O músico relata que, posteriormente, já com a família se divertindo em um churrasco, a jararaca surgiu sem ser notada e, repentinamente, picou o tornozelo esquerdo de seu filho.
“A gente tirou uma lona que estava em cima de umas cadeiras que estavam embaixo de uma árvore e começamos a organizar ali o local. A gente começou a assar carne, tudo, ele [Eduardo] pegou um pedaço de carne e foi sentar na cadeira. Na hora que ele sentou, eu vi que ele falou assim ‘AAí!’, pegou na perna e já levantou. Ai eu falei ‘que que foi?’. Aí eu peguei, olhei por debaixo da cadeira e a cobra estava lá, já se afastando do local”, relembra o pai.
“Na hora eu não senti nada", relembra o adolescente. "Mas logo depois eu comecei a sentir um formigamento e uma dor, como se meu pé estivesse pegando quase fogo. Muito quente e ardendo também”.

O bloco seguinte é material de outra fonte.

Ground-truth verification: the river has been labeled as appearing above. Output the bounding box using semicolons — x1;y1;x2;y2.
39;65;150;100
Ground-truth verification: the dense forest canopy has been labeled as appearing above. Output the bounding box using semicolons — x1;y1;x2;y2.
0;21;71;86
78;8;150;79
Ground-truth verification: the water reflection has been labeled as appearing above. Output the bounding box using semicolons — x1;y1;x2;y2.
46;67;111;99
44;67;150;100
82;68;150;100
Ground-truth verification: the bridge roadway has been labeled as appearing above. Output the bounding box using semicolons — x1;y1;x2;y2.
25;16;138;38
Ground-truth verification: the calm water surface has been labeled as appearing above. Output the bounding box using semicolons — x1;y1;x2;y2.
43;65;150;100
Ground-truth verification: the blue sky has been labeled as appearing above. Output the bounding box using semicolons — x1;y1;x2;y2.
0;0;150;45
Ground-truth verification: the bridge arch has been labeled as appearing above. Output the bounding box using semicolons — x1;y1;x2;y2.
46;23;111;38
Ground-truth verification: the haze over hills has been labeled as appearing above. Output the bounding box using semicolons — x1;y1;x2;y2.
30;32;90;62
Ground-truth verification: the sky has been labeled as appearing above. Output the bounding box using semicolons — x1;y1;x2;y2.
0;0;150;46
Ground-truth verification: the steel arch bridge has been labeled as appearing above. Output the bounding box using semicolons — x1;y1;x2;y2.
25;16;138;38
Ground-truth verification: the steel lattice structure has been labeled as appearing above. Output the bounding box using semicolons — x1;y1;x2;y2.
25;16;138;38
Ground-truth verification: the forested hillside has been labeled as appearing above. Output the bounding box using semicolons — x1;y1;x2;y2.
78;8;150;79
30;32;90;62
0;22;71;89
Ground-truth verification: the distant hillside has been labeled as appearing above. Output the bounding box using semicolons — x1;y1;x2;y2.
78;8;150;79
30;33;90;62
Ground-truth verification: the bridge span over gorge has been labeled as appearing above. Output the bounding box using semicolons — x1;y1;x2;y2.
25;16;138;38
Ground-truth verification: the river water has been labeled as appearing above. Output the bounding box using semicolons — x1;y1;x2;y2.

“Ele [Ricardo] falou que tinha lona em cima das cadeiras”, investiga o biólogo. “Muito provavelmente a cobra estava debaixo dessa lona. Eles puxaram e nem viram. Porque não seria comum ela nessa agitação toda, estar ali. Muito provavelmente eles puxaram a lona, ela ficou abobada e foi por isso que ela picou. Ela estava ali meio que protegida, ele tira a lona, agita as cadeiras, quando ela consegue despertar, tem uma perna na frente dela, o que ela pensa: mordida. Ela se sente compelida e não só isso, pode ter sido expulsa também pelo fogo, isso é comum”.
O especialista em herpetologia explica as particularidades do animal que picou o adolescente. “Essa serpente é uma Bothrops moojeni, é da família das jararacas, e [a picada] vai ter os sintomas parecidos com a da jararaca. O veneno pode levar a óbito, necrose, pode causar um problema no sangue, uma coagulopatia. Então, assim, tem uma peçonha, muito, muito sinistra”.
Apesar do perigo, o biólogo das cobras pontua que também é preciso entender o lado do animal. “Eu volto a repetir que esses animais não são demônios. Eles sentem frio, fome, dor e medo. O tempo inteiro. Os animais na natureza não têm um pingo de sossego. Eles não podem nem dormir, porque, dormindo, podem ser devorados por outros”.
O músico relembra que, com o filho picado, tentou manter a calma e não permitiu que amigos matassem a serpente, pois acreditava que transportá-la viva poderia ajudar a salvar a vida do filho.
“Eu falei ‘nossa, foi uma cobra’. Ele [Eduardo] já ficou agoniado, a mãe dele também ficou muito agoniada na hora. Eu falei, ‘não, não pode [matar a cobra]’ porque eu vou levar a cobra. Falei pra ele [Eduardo] manter a calma. Falei pra minha esposa passar calma pra ele também”.
No desespero do resgate, a solução encontrada pelo músico para transportar a serpente foi aprisioná-la em uma panela. “Peguei ele [Eduardo], botei dentro do carro. Aí, o local que eu achei mais seguro pra gente transportar essa cobra foi uma panela de pressão. Coloquei a cobra dentro da panela e fechei a panela, pra ela não bater [escapar] dentro do carro”.
O biólogo comenta que o transporte da cobra tem seus riscos e há formas mais seguras de identificação. “Eu, particularmente, não recomendo levar a serpente. Eu recomendo você filmar e fotografar com uma distância segura para que não haja problema. Agora, se você vai levar o animal, aí tem que ser de uma forma muito segura como ele fez”.

Com o filho picado, a esposa desesperada e a cobra presa em uma panela de pressão, o músico saiu de carro em busca de resgate e se deparou com uma guarnição da Polícia Rodoviária Federal. “Prestaram um auxílio muito bom pra gente. Eu parei lá, pedi ajuda, eles pegaram meu filho, minha esposa, a panela com a cobra, colocaram dentro da viatura e levaram até o hospital mais próximo”.
O hospital a que o músico se refere é o hospital de Brasília, na Ceilândia, onde seu filho Eduardo foi medicado e permaneceu internado em tratamento por uma semana. O adolescente passa bem. A cobra de cerca de 60 centímetros, relatou o músico, foi entregue aos policiais que a destinaram a órgãos ambientais.